For students to be able to understand, build, and test probabilistic models of linguistic phenomena.

Contact Info        

Christopher Manning

Roger Levy

Office: Gates Bldg. Room 158

Office: Gates Bldg. Room 114

Office Hours: Tue 3-4, Wed 2-3

Office Hours: Mon 10-11, Thurs 10-11

Phone: (650) 723-7683

Phone: (650) 725-6965

Fax: (650) 725-2588

Fax: (650) 723-5666

E-mail: manning@stanford.edu

Email: rog@stanford.edu

 

Prerequisites

  • A course in syntax
  • Some quantitative data, or the knowledge and means for collecting some

Intended Audience

Graduate students and advanced undergraduates specializing in linguistics or symbolic systems.

 

Reading and Work

Pre-reading

If you’d like to get a head start on things it’d be good to know about in this course, here are the recommendations:

  • If you know little about probability, then it’d be good to know more! One good place to start would be John Goldsmith’s tutorial, Probability for linguists available in Microsoft Word or converted to HTML.  Much the same material and some additional material is covered more concisely in chapter 2 of Christopher Manning and Hinrich Schütze, Foundations of Statistical Natural Language Processing. MIT Press, 1999. You can read the first few pages at Amazon.
  • If you’d like to get into the kind of material that will be dealt with in this course, here’s a survey chapter on Probabilistic Syntax by Chris, available in PDF or PS format.

Reading

There is no required text.  Readings and handouts will be distributed. Copies of materials available electronically will be posted here, and hard copies will be distributed in class.

Obtaining and using SPSS

You can use SPSS on a Windows, Macintosh, or Unix machine.  SPSS is pre-installed on one of the Windows machines and one of the Macintosh machines in the Linguistics department computer cluster.  A relatively old version is also pre-installed on most of the Sweet Hall SUN UNIX machines, including the elaines, the trees, and junior.  There are also available copies in the library: on Windows machines 1-6 in the Jonsson Reading Room, and on Macs in Meyer Library. However, we highly recommend that you obtain your own current copy for use on your own computer.  The best way to do this seems to be to license a full version of SPSS for a year through Stanford at the following website:

              http://www.stanford.edu/services/softwarelic/product_spss.html

It’s cheaper to buy yearly licenses in bulk, so please let us know soon if you want to get a yearly license and we’ll make a group order. (Note: the "student" edition of SPSS is too crippled to be useful; the "gradpack" is perfectly functional.)

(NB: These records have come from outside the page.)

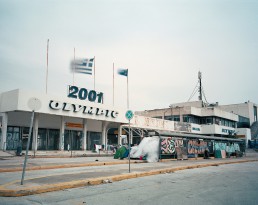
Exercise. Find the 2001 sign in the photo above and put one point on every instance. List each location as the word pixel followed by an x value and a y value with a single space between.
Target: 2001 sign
pixel 84 94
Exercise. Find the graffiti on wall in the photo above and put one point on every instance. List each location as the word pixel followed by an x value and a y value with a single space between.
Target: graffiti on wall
pixel 196 147
pixel 167 145
pixel 220 146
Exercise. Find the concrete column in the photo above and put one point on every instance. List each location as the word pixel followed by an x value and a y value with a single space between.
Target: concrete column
pixel 61 137
pixel 104 134
pixel 35 132
pixel 4 131
pixel 85 129
pixel 119 139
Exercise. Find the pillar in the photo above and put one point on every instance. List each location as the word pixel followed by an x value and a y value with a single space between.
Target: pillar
pixel 35 132
pixel 61 136
pixel 119 135
pixel 4 131
pixel 104 134
pixel 85 129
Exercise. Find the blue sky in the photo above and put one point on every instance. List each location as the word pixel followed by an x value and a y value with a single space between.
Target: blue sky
pixel 163 43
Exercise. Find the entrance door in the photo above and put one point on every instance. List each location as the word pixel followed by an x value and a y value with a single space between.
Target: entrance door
pixel 73 140
pixel 13 138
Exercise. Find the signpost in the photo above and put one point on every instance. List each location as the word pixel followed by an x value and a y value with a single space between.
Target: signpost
pixel 129 116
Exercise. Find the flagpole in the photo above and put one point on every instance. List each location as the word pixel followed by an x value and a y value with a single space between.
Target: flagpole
pixel 113 85
pixel 47 65
pixel 94 71
pixel 73 63
pixel 127 90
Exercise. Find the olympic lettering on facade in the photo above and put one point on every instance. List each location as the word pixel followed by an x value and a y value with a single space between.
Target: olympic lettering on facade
pixel 56 105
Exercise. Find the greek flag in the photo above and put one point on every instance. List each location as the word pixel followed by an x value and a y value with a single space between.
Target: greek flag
pixel 83 66
pixel 122 71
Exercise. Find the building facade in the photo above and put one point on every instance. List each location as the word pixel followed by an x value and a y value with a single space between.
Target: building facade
pixel 59 123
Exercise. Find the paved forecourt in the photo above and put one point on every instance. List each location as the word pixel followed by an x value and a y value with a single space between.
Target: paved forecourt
pixel 103 170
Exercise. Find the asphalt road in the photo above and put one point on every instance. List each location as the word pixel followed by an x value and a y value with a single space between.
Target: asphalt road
pixel 224 184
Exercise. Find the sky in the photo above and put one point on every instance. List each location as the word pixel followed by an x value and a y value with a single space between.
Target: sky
pixel 162 43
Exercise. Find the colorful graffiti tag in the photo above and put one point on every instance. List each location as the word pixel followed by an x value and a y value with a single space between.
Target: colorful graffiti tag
pixel 167 145
pixel 196 147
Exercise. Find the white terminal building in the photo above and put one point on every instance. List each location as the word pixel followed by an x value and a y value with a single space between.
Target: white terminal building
pixel 65 123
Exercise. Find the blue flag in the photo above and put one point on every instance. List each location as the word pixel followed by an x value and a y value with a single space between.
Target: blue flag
pixel 83 66
pixel 122 71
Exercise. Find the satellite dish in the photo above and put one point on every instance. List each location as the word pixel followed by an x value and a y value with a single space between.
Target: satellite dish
pixel 34 104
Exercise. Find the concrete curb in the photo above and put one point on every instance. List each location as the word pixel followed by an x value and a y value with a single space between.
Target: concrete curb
pixel 83 165
pixel 100 180
pixel 68 166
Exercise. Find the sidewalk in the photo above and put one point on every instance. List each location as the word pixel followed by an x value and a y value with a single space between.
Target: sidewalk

Finally, you can download a free 14-day evaluation copy of SPSS for Windows through the SPSS website: http://www.spss.com

Work and Grading

The course work will be:

  • 6 assignments [written, may require use of computers/Web] (10% each)
  • Presentation of a paper or part of a paper (0%)
  • 1 final paper prospectus (0%)
  • 1 final project. This can be on a topic of your choice within the domain of the course. The form of the project is to design an assignment based around a dataset and quantitative analysis of it, and to provide a solution to the assignment  (40%)

The other expectation is reading papers and participation in class presentations.